Home Disaster Supplies Kit

In addition to your Disaster Supplies Kit basics and Evacuation Supplies Kit, gathering the following items will help your family endure home confinement, which often happens following disasters and may include the loss of utilities. Also, consider using a NOAA Weather Radio with the tone-alert feature in your home. NOAA Weather Radio is the best means for receiving warnings from the National Weather Service. The National Weather Service continuously broadcasts updated weather warnings and forecasts that can be received by NOAA Weather Radios sold in many stores. NOAA Weather Radio now broadcasts warning and postevent information for all types of hazards--both natural (such as earthquakes and volcanic activity) and technological (such as chemical releases or oil spills).
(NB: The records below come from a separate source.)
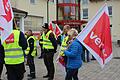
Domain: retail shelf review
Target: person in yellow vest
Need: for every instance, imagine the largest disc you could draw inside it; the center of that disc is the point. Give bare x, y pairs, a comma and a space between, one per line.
31, 53
49, 48
64, 42
41, 44
14, 56
1, 58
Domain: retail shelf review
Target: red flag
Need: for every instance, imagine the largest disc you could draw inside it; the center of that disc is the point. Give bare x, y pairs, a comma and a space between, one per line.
96, 36
6, 19
57, 30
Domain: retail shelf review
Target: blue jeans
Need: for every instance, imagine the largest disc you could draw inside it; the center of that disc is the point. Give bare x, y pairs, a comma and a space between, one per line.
71, 73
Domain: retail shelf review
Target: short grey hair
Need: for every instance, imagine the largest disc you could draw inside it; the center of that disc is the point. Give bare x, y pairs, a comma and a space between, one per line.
73, 32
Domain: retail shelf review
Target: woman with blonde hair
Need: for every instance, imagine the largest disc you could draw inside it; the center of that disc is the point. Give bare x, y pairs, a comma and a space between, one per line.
73, 54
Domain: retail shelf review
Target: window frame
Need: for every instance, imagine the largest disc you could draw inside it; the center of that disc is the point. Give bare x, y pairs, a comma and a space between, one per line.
85, 17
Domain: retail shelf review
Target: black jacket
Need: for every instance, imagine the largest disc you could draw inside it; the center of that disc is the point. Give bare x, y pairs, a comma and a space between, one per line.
1, 54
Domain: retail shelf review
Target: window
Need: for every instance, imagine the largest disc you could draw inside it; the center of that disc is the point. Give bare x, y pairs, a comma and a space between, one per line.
32, 1
84, 1
85, 13
110, 10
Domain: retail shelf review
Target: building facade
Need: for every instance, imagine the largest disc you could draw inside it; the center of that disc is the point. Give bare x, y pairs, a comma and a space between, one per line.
39, 11
90, 7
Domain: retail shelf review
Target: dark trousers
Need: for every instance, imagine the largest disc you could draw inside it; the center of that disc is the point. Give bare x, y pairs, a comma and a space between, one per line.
15, 72
85, 55
48, 61
71, 73
1, 69
30, 61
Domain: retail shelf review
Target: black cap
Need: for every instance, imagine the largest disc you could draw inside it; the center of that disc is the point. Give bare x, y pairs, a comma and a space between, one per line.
46, 26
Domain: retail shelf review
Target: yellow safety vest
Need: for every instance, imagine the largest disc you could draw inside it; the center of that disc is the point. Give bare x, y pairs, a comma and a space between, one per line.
41, 38
28, 48
13, 52
64, 45
47, 44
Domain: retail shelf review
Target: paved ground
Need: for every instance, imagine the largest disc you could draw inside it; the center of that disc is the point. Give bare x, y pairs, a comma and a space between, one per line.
89, 71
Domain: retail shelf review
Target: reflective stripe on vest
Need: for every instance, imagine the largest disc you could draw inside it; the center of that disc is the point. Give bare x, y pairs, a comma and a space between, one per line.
64, 44
28, 49
13, 52
47, 44
14, 49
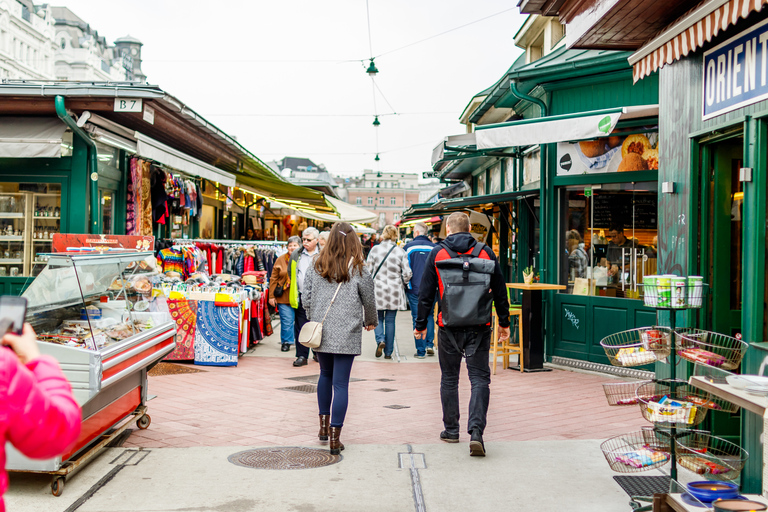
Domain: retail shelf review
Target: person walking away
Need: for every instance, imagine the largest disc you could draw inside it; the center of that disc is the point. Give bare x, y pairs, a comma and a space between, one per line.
38, 414
301, 260
388, 265
281, 278
464, 315
339, 292
417, 251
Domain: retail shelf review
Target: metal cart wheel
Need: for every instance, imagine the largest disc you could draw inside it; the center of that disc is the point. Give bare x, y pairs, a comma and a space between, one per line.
57, 486
144, 422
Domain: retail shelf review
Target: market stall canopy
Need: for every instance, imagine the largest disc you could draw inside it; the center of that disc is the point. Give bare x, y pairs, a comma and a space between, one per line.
31, 137
350, 213
148, 147
562, 128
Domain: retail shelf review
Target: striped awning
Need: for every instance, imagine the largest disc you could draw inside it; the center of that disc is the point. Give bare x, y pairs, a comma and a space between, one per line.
690, 32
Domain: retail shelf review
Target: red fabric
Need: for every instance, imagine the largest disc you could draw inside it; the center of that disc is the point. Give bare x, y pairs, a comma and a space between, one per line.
443, 255
38, 413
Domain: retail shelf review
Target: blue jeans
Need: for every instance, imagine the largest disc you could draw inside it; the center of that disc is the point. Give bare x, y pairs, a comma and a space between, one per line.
333, 385
450, 351
429, 342
385, 331
287, 316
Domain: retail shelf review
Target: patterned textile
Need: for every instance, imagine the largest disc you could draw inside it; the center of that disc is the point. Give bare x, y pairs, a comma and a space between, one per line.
392, 277
184, 313
217, 334
146, 199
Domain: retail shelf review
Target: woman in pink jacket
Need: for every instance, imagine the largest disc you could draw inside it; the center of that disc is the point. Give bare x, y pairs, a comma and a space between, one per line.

Working with other federal agencies and the Federal Communications Commission’s new Emergency Alert System, NOAA Weather Radio is an "all hazards" radio network, making it the single source for the most comprehensive weather and emergency information available to the public. Your National Weather Service recommends purchasing a radio that has both a battery backup and a Specific Area Message Encoder (SAME) feature, which automatically alerts you when a watch or warning is issued for your county, giving you immediate information about a life-threatening situation. The average range is 40 miles, depending on topography; the National Weather Radio signal is a line-of-sight signal, which does not bore through hills or mountains.


Having an ample supply of clean water is a top priority in an emergency. Water needs to be treated only if it is of questionable purity.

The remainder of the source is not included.